The pictures and reports out of Central African Republic are grim. The country is in the grips of a civil war that is pitting predominantly Muslim tribes against Christian and Animist tribes. The violence is especially fierce around the city of Bangui, the capital. The city is home to a Muslim minority of migrants from the East and North and neighboring Chad as well as soldiers of the Séléka militia of former President Michel Djotodia. The carnage around Bangui has received great play in the French press — most likely because that is where the reporters are. Muslims have gathered at the city’s airport to seek protection from African Union and French troops, while in the city individual Muslims and Christians have been murdered by rival mobs. Le Monde and Le Figaro reported on one particularly gruesome incident, which both newspapers saw as emblematic of the country’s collapse into chaos.
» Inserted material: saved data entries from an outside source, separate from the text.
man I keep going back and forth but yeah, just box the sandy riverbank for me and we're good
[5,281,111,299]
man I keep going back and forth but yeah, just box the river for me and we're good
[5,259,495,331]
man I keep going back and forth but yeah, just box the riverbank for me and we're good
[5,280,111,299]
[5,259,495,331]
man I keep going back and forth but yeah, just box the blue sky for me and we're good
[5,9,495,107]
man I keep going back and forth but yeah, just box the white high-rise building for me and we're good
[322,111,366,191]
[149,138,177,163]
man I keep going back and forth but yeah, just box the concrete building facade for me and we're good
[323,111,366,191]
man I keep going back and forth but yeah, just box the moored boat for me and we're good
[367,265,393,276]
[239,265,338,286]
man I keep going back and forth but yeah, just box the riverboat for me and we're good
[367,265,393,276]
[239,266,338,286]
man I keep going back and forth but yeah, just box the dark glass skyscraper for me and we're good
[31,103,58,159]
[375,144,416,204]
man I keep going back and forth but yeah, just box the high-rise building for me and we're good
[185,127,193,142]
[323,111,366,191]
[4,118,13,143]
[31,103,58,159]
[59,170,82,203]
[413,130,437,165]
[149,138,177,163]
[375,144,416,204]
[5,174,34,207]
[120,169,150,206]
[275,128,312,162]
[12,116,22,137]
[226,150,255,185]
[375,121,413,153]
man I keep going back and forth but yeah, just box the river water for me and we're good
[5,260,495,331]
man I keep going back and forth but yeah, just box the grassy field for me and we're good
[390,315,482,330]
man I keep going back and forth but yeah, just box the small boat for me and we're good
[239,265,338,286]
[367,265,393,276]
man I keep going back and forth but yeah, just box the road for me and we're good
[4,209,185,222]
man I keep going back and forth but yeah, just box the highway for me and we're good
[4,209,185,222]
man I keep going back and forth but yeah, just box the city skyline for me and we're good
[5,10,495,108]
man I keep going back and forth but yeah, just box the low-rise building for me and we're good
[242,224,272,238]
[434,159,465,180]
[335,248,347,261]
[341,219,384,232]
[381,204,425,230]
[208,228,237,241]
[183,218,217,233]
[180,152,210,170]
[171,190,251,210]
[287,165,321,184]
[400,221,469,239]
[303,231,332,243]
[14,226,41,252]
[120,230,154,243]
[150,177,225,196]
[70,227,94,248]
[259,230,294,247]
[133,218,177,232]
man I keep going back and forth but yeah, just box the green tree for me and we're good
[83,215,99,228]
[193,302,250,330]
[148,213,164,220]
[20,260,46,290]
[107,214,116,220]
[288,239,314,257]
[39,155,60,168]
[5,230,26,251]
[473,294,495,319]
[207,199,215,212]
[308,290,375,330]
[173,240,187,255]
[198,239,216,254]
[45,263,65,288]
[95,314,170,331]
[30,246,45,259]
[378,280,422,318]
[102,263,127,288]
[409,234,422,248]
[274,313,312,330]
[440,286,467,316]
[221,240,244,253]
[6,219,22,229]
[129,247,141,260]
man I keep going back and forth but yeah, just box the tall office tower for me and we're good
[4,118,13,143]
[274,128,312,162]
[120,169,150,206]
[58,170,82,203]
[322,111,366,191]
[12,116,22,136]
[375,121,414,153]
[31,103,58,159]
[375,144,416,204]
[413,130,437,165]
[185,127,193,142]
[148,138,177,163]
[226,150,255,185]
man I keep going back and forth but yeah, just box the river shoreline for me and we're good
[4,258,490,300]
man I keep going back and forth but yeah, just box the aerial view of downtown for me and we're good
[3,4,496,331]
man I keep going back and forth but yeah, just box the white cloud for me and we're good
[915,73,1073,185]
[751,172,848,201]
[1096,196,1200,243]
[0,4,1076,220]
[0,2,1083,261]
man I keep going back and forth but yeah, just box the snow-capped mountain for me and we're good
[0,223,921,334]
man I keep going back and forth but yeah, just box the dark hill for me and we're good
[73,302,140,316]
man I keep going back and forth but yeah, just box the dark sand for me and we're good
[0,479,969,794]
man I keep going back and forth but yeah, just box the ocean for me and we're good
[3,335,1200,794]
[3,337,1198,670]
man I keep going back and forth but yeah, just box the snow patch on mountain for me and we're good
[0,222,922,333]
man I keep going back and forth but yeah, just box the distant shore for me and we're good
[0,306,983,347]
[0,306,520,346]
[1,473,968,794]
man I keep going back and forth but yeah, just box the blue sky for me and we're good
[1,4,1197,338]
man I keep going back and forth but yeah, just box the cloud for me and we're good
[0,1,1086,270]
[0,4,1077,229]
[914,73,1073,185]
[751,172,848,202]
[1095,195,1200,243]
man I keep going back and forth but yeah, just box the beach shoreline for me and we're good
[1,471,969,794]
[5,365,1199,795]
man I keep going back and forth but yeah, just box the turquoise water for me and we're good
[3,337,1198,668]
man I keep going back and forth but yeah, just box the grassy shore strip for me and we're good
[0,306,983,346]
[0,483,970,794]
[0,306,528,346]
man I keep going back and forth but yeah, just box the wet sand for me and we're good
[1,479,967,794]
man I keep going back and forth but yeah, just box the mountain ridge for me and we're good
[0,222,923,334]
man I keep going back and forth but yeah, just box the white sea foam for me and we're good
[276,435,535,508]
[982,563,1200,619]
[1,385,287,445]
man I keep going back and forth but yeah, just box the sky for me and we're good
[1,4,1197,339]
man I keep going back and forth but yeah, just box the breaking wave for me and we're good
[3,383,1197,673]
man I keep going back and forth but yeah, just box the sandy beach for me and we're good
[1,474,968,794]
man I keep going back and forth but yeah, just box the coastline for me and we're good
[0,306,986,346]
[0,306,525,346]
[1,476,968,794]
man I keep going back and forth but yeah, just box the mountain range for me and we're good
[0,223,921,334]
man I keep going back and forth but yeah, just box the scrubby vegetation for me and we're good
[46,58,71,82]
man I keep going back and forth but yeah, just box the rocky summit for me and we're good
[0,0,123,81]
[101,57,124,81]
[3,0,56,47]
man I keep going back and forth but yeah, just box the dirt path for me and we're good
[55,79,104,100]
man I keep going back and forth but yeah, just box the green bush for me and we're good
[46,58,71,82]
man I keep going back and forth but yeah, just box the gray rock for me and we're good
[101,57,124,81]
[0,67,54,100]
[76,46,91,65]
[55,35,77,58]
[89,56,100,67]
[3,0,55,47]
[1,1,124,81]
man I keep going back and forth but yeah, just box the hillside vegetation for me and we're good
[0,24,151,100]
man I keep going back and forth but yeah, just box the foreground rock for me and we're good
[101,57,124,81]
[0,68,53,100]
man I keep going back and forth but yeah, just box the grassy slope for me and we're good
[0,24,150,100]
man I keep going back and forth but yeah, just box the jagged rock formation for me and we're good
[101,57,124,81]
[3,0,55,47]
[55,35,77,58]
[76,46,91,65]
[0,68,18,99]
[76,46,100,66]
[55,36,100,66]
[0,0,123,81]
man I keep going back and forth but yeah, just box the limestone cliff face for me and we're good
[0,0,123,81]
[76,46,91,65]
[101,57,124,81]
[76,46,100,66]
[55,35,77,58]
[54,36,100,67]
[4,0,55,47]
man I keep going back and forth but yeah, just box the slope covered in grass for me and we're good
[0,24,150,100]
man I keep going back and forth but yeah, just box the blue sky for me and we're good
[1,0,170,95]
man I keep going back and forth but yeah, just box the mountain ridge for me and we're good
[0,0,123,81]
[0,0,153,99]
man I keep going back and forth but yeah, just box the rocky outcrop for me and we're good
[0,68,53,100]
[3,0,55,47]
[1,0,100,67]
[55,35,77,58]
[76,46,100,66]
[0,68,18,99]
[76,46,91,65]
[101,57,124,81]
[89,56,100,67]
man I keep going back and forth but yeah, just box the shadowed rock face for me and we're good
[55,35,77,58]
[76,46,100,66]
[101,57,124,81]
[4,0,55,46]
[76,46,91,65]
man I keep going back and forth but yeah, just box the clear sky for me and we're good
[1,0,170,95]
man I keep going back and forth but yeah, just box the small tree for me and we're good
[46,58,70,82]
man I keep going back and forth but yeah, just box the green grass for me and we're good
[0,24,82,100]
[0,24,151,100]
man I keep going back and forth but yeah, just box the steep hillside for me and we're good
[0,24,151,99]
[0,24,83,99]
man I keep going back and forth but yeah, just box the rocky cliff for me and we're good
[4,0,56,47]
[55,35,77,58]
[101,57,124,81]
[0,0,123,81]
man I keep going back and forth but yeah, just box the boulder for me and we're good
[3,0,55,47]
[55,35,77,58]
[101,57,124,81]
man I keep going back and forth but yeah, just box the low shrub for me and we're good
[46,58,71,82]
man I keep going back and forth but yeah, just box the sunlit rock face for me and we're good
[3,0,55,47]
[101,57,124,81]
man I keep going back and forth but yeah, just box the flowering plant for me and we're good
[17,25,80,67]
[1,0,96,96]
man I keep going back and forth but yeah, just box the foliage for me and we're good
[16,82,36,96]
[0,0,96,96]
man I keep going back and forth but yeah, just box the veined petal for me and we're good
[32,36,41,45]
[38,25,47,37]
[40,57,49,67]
The French newspapers have done a sterling job in reporting on this unfolding crisis. One of the ways their work has stood out is that they did not come to Bangui unencumbered with knowledge about the country’s past. A former French colony, the Central African Republic’s squalid history (remember Emperor Bokassa I?) is not new news. The French press has refrained from describing this as a religious civil war — but has treated the fighting as a tribal and political clash with religious overtones.
Yes, their is an al Qaeda angle, and the CAR is on the tenth parallel — the front line between Islam and Christianity in Africa. But the French press has not resorted to the easy answer of religious hatred driving this conflict.